Skillv2.0.0

ClawScan security

Performance Review · ClawHub's context-aware review of the artifact, metadata, and declared behavior.

BenignMar 17, 2026, 6:56 PM

Verdict: benign
Confidence: medium
Model: gpt-5-mini
Summary: The skill and included scripts appear to do what the description says (generate performance-review templates and store simple local logs); no network calls or unrelated credential access are present in the visible code, but part of review.sh was truncated in the provided listing so full certainty is limited.
Guidance: This package appears to be a local performance-review template generator and utility: it uses python3 and shell to print templated reports and to store simple logs under a data directory (default: ~/.local/share/performance-review). Before installing/running: (1) inspect the full contents of scripts/review.sh (the provided listing was truncated) to confirm there are no unexpected network calls or data exfiltration in the missing tail; (2) avoid running as root; run it as your normal user so data files are created in your home directory; (3) if you prefer logs elsewhere, set PERFORMANCE_REVIEW_DIR or XDG_DATA_HOME to a directory you control; (4) do not feed highly sensitive HR data unless you are comfortable with it being stored in the local data directory or have moved the directory to a secured location; (5) ensure python3 is available. If you want higher assurance, run the scripts in a sandboxed environment or review the complete, untruncated source before use.

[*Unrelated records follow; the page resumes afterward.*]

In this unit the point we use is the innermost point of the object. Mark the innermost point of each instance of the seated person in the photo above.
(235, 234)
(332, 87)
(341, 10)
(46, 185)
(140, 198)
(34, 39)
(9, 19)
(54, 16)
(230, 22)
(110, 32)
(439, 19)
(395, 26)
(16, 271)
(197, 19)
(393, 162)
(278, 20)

Purpose & Capability: okName/description match the delivered artifacts: SKILL.md instructs running local review scripts and the repository includes review.sh, a utility script, and a tips.md. Required capabilities (none) align with a text/template generator.
Instruction Scope: noteSKILL.md instructs running local scripts (scripts/review.sh) which generate templated reports. The visible portions of review.sh only accept command-line inputs and produce local text output; they do not read unrelated system files or send data externally. However, the provided listing of review.sh is truncated mid-file, so the tail of the script wasn't available for review—this is the primary uncertainty.
Install Mechanism: okNo install spec; instruction-only plus scripts. Nothing is downloaded or installed automatically by the skill bundle.
Credentials: okNo required environment variables or credentials. scripts/script.sh optionally respects PERFORMANCE_REVIEW_DIR or XDG_DATA_HOME to locate a data directory; this is reasonable for local data storage and proportional to the stated purpose.
Persistence & Privilege: noteThe skill does not run as a persistent service or request elevated privileges, but scripts/script.sh creates a data directory (default ~/.local/share/performance-review) and writes logs/data there (data.log, history.log). This local persistence is expected for a utility that stores user entries, but users should be aware that report contents are stored on disk.